ABSTRAK
Rumah beserta tanah merupakan kebutuhan yang mendasar bagi manusia memerlukan kepastian hukum sehingga harus dilakukan pendaftaran tanah untuk memperoleh jaminan atas tanah, sedang status tanah yang didaftarkan selain Hak Milik, terdapat hak lain yang lebih rendah seperti HGB, HP, HGU. Dengan hak yang lebih rendah oleh masyarakat dirasa kurang memadai karena jangka waktunya terbatas dan perlu ada biaya lagi untuk memperpanjang haknya dan kedudukan hukumnya kurang kuat bila dibandingkan dengan Hak Milik (HM). Oleh karena itu pemegang hak yang statusnya lebih rendah dari hak milik dapat meningkatkan statusnya menjadi hak milik agar tanah dan rumah yang dimiliki dan ditempatinya menjadi status hak milik yang kedudukan hukumnya paling kuat dan aman dibanding hak–hak atas tanah yang lain.
Penelitian ini menggunakan pendekatan kualitatif. Metode yang digunakan dalam pengumpulan data adalah metode wawancara, metode observasi, dan metode studi dokumentasi.
Tujuan peningkatan hak atas tanah tersebut adalah untuk memperoleh keyakinan dan kepastian hukum yang ada akhirnya terwujud suatu ketenangan dan kemungkinan kecil terjadi suatu sengketa. Hak Milik merupakan hak atas tanah yang mempunyai status tertinggi diantara hak–hak atas tanah yang lain, karena mempunyai sifat terkuat dan terpenuh. Dengan demikian status hak atas tanah dari hak lain, misalnya dari HGB menjadi HM, maka seseorang tidak perlu lagi memperpanjang haknya. Peningkatan status hak atas tanah ini memberikan kedudukan hukum yang lebih tinggi kepada pemiliknya sehingga kemungkinan timbulnya sengketa di kemudian hari sangat kecil.
Peningkatan atas tanah ini juga dilakukan untuk mempermudah pemerintah dalam hal ini Badan Pertanahan Nasional (BPN), untuk melakukan pendataan terhadap tanah–tanah masyarakat, dan juga merupakan cita–cita dari Badan Pertanahan Nasional dalam reformasi agraria, yaitu untuk mensejahterakan kehidupan bangsa dan negara.

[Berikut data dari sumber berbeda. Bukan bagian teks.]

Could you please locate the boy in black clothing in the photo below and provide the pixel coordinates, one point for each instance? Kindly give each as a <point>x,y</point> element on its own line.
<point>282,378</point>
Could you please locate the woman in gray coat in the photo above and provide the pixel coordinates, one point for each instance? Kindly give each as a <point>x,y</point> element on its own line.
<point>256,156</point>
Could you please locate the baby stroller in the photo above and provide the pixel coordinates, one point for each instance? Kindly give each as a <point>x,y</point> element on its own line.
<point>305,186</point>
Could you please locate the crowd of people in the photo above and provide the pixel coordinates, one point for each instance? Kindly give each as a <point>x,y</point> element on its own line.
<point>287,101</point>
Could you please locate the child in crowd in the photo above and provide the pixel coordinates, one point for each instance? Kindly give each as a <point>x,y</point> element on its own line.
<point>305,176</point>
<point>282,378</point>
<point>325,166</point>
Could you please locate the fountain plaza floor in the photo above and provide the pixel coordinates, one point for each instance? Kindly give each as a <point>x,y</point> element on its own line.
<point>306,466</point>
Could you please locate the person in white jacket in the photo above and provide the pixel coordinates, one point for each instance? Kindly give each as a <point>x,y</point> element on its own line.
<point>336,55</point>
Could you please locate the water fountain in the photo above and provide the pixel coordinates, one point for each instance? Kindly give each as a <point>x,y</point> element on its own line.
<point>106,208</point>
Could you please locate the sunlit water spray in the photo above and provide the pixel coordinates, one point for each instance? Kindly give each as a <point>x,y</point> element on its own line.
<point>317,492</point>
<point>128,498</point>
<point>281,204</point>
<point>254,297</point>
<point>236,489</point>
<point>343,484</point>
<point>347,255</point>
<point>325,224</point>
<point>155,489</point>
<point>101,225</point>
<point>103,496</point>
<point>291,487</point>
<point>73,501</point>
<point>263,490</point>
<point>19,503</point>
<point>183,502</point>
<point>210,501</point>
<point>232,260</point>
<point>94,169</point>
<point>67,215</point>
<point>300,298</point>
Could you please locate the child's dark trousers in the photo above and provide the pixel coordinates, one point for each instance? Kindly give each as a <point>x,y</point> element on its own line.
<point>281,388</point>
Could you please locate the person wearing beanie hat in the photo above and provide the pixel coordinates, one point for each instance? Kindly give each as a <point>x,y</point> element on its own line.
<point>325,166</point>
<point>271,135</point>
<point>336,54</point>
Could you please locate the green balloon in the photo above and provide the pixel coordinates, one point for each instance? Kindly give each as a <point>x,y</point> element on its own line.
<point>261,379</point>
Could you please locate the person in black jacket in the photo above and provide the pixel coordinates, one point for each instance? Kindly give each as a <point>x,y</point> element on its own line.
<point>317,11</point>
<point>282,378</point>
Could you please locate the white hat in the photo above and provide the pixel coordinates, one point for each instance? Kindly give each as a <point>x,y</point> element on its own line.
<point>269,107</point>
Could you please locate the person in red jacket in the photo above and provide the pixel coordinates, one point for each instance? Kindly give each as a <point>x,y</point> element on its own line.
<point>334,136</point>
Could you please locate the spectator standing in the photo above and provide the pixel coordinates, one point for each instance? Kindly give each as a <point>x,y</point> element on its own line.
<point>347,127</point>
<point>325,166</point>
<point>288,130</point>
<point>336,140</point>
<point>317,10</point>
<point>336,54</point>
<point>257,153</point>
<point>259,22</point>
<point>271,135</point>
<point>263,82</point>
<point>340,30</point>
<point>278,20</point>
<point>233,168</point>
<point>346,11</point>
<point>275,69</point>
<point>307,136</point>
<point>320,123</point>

Pelaksanaan peningkatan hak atas tanah yang statusnya lebih rendah dari hak milik di Kabupaten Kudus pada prinsipnya dapat dilakukan sesuai dengan prosedur yang berlaku yang telah diatur oleh UUPA, namun demikian masih ditemui banyak kendala yaitu Pihak pemohon didalam melakukan proses peningkatan hak atas tanah sering kali tidak dilengkapi berkas permohonan dengan Ijin Mendirikan Bangunan (IMB).Didalam mengajukan permohonan peningkatan hak atas tanah sering kali terjadi perbedaan dalam hal alamat letak tanah antara alamat yang tercantum di dalam pembayaran Pajak Bumi dan Bangunan (PBB) dengan yang tercantum didalam Ijin Mendirikan Bangunan (IMB), SPPT PBB maupun pada sertifikat menunjukkan penggunaan tanahnya masih berupa tanah kosong, hal ini kurangnya pengetahuan dari masyarakat tentang pentingnya proses peningkatan hak atas tanah.